The Torah prohibits eating bread or any form of leavened product, chametz, during Passover. The penalty for eating or even owning chametz is severe: being cut off from the people Israel (Exodus 12:15). Such a punishment sounds descriptive rather proscriptive: those who wantonly eat bread on Passover are certainly making a statement of disengagement from the community and our ancestral traditions. That begs the question, though, of whether God really cares if we eat bread on Passover.

I gave up long ago the belief in a fire and brimstone God who strikes us if we eat bacon or skip Yom Kippur services. The image of such a vengeful God reflects medieval Christian polemic against the God of Hebrew Scriptures rather than the Jewish belief in a just and good God. If God is just, punishment should fit the crime. I know too many good people, some who are kosher and keep the Sabbath and others who do not, who suffer with illness and tragedy out of proportion to any real or imagined “sin” they may have committed. That makes it clear to me that God is not causing these troubles, though God can help us cope and survive them, as Rabbi Harold Kushner so eloquently explains in his book, “When Bad Things Happen to Good People.”

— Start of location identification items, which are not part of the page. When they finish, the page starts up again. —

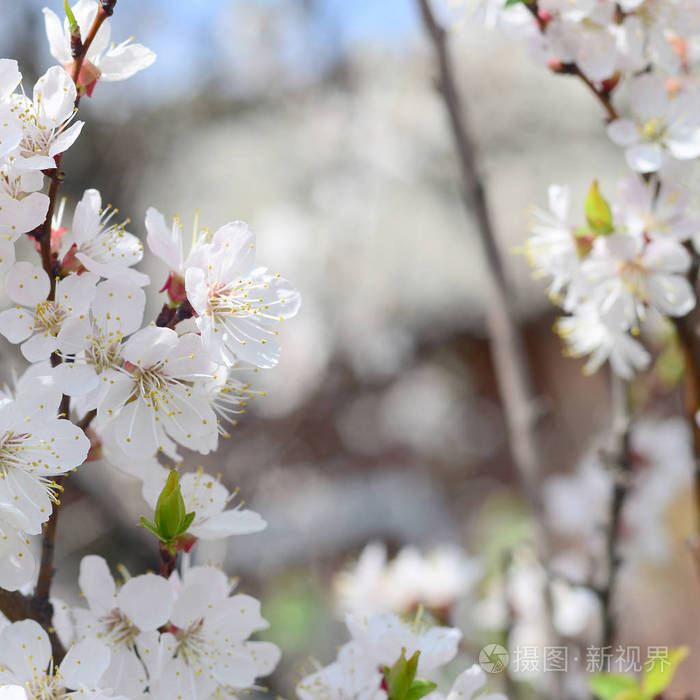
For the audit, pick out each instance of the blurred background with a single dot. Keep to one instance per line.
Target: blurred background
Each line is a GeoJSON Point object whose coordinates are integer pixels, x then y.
{"type": "Point", "coordinates": [317, 122]}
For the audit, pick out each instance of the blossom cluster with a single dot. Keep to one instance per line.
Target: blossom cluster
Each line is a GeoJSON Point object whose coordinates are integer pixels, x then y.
{"type": "Point", "coordinates": [626, 268]}
{"type": "Point", "coordinates": [105, 381]}
{"type": "Point", "coordinates": [361, 668]}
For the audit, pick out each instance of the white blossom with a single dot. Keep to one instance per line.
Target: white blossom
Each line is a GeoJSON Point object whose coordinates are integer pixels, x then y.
{"type": "Point", "coordinates": [36, 321]}
{"type": "Point", "coordinates": [25, 659]}
{"type": "Point", "coordinates": [238, 304]}
{"type": "Point", "coordinates": [158, 398]}
{"type": "Point", "coordinates": [104, 248]}
{"type": "Point", "coordinates": [104, 60]}
{"type": "Point", "coordinates": [46, 119]}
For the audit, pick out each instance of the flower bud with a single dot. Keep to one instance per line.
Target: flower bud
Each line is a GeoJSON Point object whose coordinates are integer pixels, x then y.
{"type": "Point", "coordinates": [171, 520]}
{"type": "Point", "coordinates": [400, 680]}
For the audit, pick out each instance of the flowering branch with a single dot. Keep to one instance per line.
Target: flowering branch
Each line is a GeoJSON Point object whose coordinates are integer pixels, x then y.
{"type": "Point", "coordinates": [570, 68]}
{"type": "Point", "coordinates": [620, 465]}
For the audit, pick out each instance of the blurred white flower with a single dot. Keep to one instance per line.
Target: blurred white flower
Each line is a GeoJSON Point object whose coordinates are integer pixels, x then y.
{"type": "Point", "coordinates": [104, 61]}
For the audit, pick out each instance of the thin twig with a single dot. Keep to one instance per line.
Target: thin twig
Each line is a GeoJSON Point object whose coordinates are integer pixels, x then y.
{"type": "Point", "coordinates": [512, 374]}
{"type": "Point", "coordinates": [621, 467]}
{"type": "Point", "coordinates": [57, 176]}
{"type": "Point", "coordinates": [14, 605]}
{"type": "Point", "coordinates": [602, 94]}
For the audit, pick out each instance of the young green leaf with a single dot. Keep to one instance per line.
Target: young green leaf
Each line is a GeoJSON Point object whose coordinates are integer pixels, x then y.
{"type": "Point", "coordinates": [72, 23]}
{"type": "Point", "coordinates": [598, 212]}
{"type": "Point", "coordinates": [419, 689]}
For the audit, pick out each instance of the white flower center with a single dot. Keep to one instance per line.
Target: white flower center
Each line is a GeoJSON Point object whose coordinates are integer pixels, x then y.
{"type": "Point", "coordinates": [18, 451]}
{"type": "Point", "coordinates": [117, 629]}
{"type": "Point", "coordinates": [48, 317]}
{"type": "Point", "coordinates": [192, 645]}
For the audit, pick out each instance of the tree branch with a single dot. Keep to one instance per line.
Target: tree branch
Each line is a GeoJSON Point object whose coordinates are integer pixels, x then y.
{"type": "Point", "coordinates": [508, 353]}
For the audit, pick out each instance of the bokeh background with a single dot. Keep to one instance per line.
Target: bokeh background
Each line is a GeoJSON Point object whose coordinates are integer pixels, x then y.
{"type": "Point", "coordinates": [317, 122]}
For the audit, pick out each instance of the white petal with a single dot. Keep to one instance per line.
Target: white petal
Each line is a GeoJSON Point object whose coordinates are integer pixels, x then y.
{"type": "Point", "coordinates": [18, 563]}
{"type": "Point", "coordinates": [623, 132]}
{"type": "Point", "coordinates": [39, 347]}
{"type": "Point", "coordinates": [97, 585]}
{"type": "Point", "coordinates": [66, 138]}
{"type": "Point", "coordinates": [84, 664]}
{"type": "Point", "coordinates": [467, 683]}
{"type": "Point", "coordinates": [27, 284]}
{"type": "Point", "coordinates": [229, 522]}
{"type": "Point", "coordinates": [162, 241]}
{"type": "Point", "coordinates": [644, 157]}
{"type": "Point", "coordinates": [55, 94]}
{"type": "Point", "coordinates": [16, 324]}
{"type": "Point", "coordinates": [25, 648]}
{"type": "Point", "coordinates": [147, 601]}
{"type": "Point", "coordinates": [123, 61]}
{"type": "Point", "coordinates": [86, 219]}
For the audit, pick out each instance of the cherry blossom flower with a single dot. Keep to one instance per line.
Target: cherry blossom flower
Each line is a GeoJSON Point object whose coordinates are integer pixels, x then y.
{"type": "Point", "coordinates": [36, 322]}
{"type": "Point", "coordinates": [158, 396]}
{"type": "Point", "coordinates": [19, 565]}
{"type": "Point", "coordinates": [10, 128]}
{"type": "Point", "coordinates": [120, 617]}
{"type": "Point", "coordinates": [22, 208]}
{"type": "Point", "coordinates": [104, 61]}
{"type": "Point", "coordinates": [552, 249]}
{"type": "Point", "coordinates": [435, 580]}
{"type": "Point", "coordinates": [35, 446]}
{"type": "Point", "coordinates": [352, 676]}
{"type": "Point", "coordinates": [46, 120]}
{"type": "Point", "coordinates": [587, 332]}
{"type": "Point", "coordinates": [25, 659]}
{"type": "Point", "coordinates": [95, 339]}
{"type": "Point", "coordinates": [661, 126]}
{"type": "Point", "coordinates": [582, 32]}
{"type": "Point", "coordinates": [629, 274]}
{"type": "Point", "coordinates": [383, 636]}
{"type": "Point", "coordinates": [238, 304]}
{"type": "Point", "coordinates": [657, 210]}
{"type": "Point", "coordinates": [101, 247]}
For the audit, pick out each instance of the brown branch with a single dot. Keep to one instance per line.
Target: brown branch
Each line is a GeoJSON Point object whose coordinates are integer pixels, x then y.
{"type": "Point", "coordinates": [513, 376]}
{"type": "Point", "coordinates": [17, 606]}
{"type": "Point", "coordinates": [602, 94]}
{"type": "Point", "coordinates": [57, 177]}
{"type": "Point", "coordinates": [14, 605]}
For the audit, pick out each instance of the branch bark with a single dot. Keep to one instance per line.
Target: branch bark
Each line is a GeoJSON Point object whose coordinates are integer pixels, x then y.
{"type": "Point", "coordinates": [509, 356]}
{"type": "Point", "coordinates": [14, 605]}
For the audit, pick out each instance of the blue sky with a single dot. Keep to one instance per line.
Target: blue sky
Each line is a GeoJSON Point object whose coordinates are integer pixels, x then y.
{"type": "Point", "coordinates": [177, 29]}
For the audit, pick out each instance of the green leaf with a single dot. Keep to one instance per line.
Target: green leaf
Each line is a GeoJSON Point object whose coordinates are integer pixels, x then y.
{"type": "Point", "coordinates": [399, 678]}
{"type": "Point", "coordinates": [72, 23]}
{"type": "Point", "coordinates": [187, 522]}
{"type": "Point", "coordinates": [598, 212]}
{"type": "Point", "coordinates": [660, 670]}
{"type": "Point", "coordinates": [149, 526]}
{"type": "Point", "coordinates": [611, 686]}
{"type": "Point", "coordinates": [419, 689]}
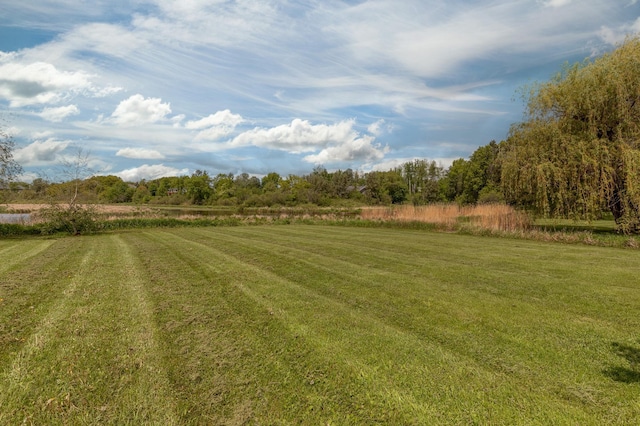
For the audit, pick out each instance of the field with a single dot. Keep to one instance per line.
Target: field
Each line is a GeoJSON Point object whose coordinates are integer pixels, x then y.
{"type": "Point", "coordinates": [316, 325]}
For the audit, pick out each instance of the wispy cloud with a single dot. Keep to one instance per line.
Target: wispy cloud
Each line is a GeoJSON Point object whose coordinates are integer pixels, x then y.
{"type": "Point", "coordinates": [304, 75]}
{"type": "Point", "coordinates": [57, 114]}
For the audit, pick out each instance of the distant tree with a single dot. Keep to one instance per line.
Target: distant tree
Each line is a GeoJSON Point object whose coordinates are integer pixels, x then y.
{"type": "Point", "coordinates": [421, 178]}
{"type": "Point", "coordinates": [199, 187]}
{"type": "Point", "coordinates": [578, 152]}
{"type": "Point", "coordinates": [453, 183]}
{"type": "Point", "coordinates": [9, 168]}
{"type": "Point", "coordinates": [482, 175]}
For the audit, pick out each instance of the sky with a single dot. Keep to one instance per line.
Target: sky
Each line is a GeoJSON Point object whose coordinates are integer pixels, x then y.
{"type": "Point", "coordinates": [153, 88]}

Putting aside the fear of punishment, there are other good reasons for refraining from eating chametz on Passover, both rational and emotional.

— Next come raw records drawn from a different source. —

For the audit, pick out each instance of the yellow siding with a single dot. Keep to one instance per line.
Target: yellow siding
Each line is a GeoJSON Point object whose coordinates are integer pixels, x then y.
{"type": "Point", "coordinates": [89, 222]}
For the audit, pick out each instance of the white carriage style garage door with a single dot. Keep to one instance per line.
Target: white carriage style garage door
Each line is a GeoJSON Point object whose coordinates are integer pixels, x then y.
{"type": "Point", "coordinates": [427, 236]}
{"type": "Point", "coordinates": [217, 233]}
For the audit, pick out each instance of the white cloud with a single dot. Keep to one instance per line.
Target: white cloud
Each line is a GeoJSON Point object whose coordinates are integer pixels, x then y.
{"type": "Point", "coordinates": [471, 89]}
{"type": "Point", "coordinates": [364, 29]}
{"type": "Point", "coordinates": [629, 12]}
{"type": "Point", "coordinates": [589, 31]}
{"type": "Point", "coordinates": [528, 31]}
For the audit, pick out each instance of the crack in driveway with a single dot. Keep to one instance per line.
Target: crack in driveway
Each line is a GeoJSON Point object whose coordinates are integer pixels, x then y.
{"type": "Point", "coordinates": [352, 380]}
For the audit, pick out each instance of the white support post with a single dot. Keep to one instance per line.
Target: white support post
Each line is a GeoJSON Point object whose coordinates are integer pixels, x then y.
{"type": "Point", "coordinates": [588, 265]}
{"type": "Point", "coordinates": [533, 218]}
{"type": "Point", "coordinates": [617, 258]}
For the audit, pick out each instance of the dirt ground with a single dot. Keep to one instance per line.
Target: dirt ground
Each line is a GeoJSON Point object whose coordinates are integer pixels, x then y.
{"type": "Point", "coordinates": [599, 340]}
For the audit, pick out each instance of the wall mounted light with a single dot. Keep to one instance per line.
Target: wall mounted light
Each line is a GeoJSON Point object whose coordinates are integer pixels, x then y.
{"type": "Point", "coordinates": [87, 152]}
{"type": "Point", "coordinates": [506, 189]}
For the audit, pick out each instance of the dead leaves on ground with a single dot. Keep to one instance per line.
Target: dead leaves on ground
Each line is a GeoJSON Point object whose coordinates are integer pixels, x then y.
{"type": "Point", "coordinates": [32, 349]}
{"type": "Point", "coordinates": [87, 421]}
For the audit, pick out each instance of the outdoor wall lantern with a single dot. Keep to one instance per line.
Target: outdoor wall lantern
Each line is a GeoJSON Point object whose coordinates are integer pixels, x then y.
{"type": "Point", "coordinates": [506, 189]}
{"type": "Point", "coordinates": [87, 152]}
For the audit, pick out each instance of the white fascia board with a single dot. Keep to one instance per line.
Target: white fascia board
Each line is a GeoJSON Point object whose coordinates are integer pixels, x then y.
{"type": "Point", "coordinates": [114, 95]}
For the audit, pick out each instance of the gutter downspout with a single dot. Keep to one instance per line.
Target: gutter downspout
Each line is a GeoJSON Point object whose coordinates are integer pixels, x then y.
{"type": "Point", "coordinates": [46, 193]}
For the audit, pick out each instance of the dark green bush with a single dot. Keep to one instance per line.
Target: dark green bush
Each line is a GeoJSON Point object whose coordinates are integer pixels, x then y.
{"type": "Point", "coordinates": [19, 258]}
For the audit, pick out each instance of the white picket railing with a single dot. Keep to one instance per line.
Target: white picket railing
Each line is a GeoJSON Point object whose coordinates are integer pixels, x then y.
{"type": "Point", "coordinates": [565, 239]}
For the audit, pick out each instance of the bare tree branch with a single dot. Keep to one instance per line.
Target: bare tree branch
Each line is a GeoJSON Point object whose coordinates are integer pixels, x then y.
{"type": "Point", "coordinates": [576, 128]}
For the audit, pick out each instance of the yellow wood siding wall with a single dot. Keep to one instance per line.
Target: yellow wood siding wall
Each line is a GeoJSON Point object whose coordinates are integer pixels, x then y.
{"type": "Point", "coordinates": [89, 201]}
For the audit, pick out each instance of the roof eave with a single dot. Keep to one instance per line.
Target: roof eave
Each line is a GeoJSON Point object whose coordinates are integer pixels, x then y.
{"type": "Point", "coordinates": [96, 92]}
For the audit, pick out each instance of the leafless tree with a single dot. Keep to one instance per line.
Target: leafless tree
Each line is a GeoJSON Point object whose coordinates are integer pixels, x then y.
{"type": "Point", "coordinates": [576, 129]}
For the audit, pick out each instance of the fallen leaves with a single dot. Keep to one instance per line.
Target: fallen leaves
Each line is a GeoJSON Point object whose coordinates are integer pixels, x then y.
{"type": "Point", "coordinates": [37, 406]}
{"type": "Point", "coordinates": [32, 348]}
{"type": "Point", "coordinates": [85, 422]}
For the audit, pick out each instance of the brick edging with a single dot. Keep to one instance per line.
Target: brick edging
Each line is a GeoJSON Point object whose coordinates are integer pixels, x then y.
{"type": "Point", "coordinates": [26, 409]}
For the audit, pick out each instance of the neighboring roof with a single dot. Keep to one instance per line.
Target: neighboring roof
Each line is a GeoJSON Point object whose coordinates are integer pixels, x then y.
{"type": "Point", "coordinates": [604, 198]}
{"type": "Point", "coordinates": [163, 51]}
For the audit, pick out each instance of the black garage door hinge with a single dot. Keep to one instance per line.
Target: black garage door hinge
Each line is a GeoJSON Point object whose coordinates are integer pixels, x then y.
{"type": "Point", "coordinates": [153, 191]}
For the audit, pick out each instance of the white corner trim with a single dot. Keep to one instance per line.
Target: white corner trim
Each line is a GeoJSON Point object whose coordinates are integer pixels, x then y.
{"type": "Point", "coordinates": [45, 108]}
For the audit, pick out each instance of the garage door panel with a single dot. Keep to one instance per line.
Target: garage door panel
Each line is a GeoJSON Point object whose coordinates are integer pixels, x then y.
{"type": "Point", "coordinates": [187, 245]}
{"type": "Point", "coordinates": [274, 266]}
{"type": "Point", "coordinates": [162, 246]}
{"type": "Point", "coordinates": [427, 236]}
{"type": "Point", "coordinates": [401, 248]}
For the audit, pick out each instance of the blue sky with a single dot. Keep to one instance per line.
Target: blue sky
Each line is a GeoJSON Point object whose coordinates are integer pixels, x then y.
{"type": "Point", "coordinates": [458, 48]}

The great medieval codifier and philosopher Maimonides believed that God as the Great Rationalist has a reason for every commandment. While we should seek to understand these reasons, even if we cannot, we can trust that some good will come from our observance of them.

Rationally, there are several good results that come from refraining from chametz on Passover. The first, of course, is strengthening one’s Jewish identity (which is important not only for a sense of belonging but so we Jews can fulfill our role in bringing the values of justice, balance, and equality to the world). Refraining from eating chametz also teaches us self control (the root of all success in the world) as well as the more subtle value of the effort we make to eliminate even traces of what holds us back from being our best selves (in the mystical sense that chametz represents that which puffs up and erodes our own best selves).

These are all good reasons, but not the reason I do not eat chametz on Passover. I do so for an emotional reason: It is one of the many ways I show my love of God.

If you truly love someone, you try to do things which will please the other person. It may be bringing flowers or some other gift. But the best gifts, and sometimes the hardest, are those of one’s time and consideration, like taking out the garbage without being asked or saving them the last slice of that delicious chocolate cake in the frig. A little inconvenience is the least one can do for someone one truly loves. The same goes for God. God doesn’t need us to refrain from eating bread on Passover, but I believe God is pleased when we do. That’s enough for me to stick to dry flat matzah for eight days. It is the least I can do for someone I love.